Le Premier ministre, via un proche, défend la proposition de François Bayrou d’organiser un référendum sur les finances publiques. Cette idée suscite le scepticisme et des critiques au sein de la classe politique. Deux options sont étudiées : une « règle d’or budgétaire » ou une consultation sur des mesures économiques.

Une idée contestée par la classe politique

« François Bayrou ne cherche pas à gagner du temps. Je récuse cette idée ! » témoigne un proche du Premier ministre, justifiant ainsi la récente suggestion de François Bayrou d’organiser un référendum sur les finances publiques, exprimée lors d’une interview au Journal du Dimanche (JDD).
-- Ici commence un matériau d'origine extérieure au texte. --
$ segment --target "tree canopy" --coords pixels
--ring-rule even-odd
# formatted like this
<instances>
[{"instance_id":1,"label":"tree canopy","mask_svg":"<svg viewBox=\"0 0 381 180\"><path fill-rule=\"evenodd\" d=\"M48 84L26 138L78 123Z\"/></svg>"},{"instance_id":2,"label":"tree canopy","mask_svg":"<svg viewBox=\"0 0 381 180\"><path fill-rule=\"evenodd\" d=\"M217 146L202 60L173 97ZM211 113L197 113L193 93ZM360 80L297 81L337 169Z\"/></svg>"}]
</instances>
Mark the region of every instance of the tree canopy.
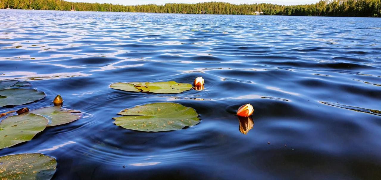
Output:
<instances>
[{"instance_id":1,"label":"tree canopy","mask_svg":"<svg viewBox=\"0 0 381 180\"><path fill-rule=\"evenodd\" d=\"M381 0L320 0L295 5L268 3L235 5L222 2L125 6L69 2L62 0L0 0L0 8L219 14L256 14L381 17Z\"/></svg>"}]
</instances>

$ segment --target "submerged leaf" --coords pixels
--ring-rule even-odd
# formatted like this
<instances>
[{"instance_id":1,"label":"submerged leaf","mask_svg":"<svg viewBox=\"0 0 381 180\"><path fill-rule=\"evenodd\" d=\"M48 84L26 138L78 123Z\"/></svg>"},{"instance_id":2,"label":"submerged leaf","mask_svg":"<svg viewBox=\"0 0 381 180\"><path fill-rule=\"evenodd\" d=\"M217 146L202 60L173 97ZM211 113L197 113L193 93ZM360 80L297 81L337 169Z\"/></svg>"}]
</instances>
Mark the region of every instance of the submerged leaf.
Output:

Cependant, cette proposition est accueillie avec méfiance dans le paysage politique français. Éric Coquerel (LFI), président de la commission des Finances à l’Assemblée nationale, s’indigne : « C’est du grand n’importe quoi ! » De son côté, Laurent Wauquiez affirme qu’« Il n’y a pas besoin de référendum pour savoir que les Français en ont assez des augmentations d’impôts ».

François Bayrou a une règle fondamentale…

L’entourage du Premier ministre répond avec vigueur : « Très bien ! Mais que proposent-ils ? Les Français ne sont pas des enfants. Ils doivent se prononcer sur les efforts à fournir pour redresser les finances publiques. »

Deux options envisagées

Deux scénarios relatifs aux propositions budgétaires sont actuellement étudiés par le gouvernement. La première consiste à inscrire dans la Constitution une « règle d’or budgétaire » qui interdirait tout gouvernement ayant présenté moins un budget en déficit en période non récessionnaire. Cette méthode avait déjà été défendue par François Bayrou lors de sa candidature présidentielle en 2007.

Un proche précise : « C’est assez violent comme démarche… mais cela nous permettrait peut-être de refroidir le moteur ». Ce dispositif pourrait renforcer la légitimité démocratique du gouvernement avant l’élaboration d’un budget potentiellement impopulaire pour 2026.

Cependant, toute modification nécessiterait l’accord préalable tant de l’Assemblée nationale que du Sénat selon l’article 89 de la Constitution.

Consulter les Français sur des mesures clés

La deuxième option envisagée serait celle d’interroger directement les citoyens concernant « quinze grandes mesures » visant à équilibrer le budget public, alors que le gouvernement recherche 40 milliards d’euros supplémentaires d’économies pour l’année prochaine. Des exemples comprennent l’abattement forfaitaire de 10% en frais professionnels pour retraités et le déremboursement progressif des médicaments.

Le format reste encore flou. Un membre de l’entourage explique qu’il pourrait prendre différentes formes allant d’une simple consultation numérique via l’application Agora jusqu’au référendum classique.

Néanmoins, plusieurs juristes émettent des réserves quant à ce projet ; Benjamin Morel déclare qu’il semble « assez saugrenu », rappelant que seul le Parlement dispose normalement du pouvoir relatif au vote budgétaire.

Toutefois, certains proches soulignent leur détermination face au défi posé par ces suggestions audacieuses : « Cela doit être sinon l’affaire du siècle, l’affaire de l’année ». En effet, obtenir un soutien populaire pourrait paraître vital pour naviguer aisément parmi les difficultés parlementaires auxquelles fait face le gouvernement et dépendrait finalement de la seule capacité constitutionnelle à déclencher un référendum : celle du président.

Dans ce contexte complexe où se mêlent débats politiques évidents et nécessité économique pressante, il est fort probable que cette question continue d’alimenter discussions et controverses dans les mois qui viennent autour des budgets nationaux.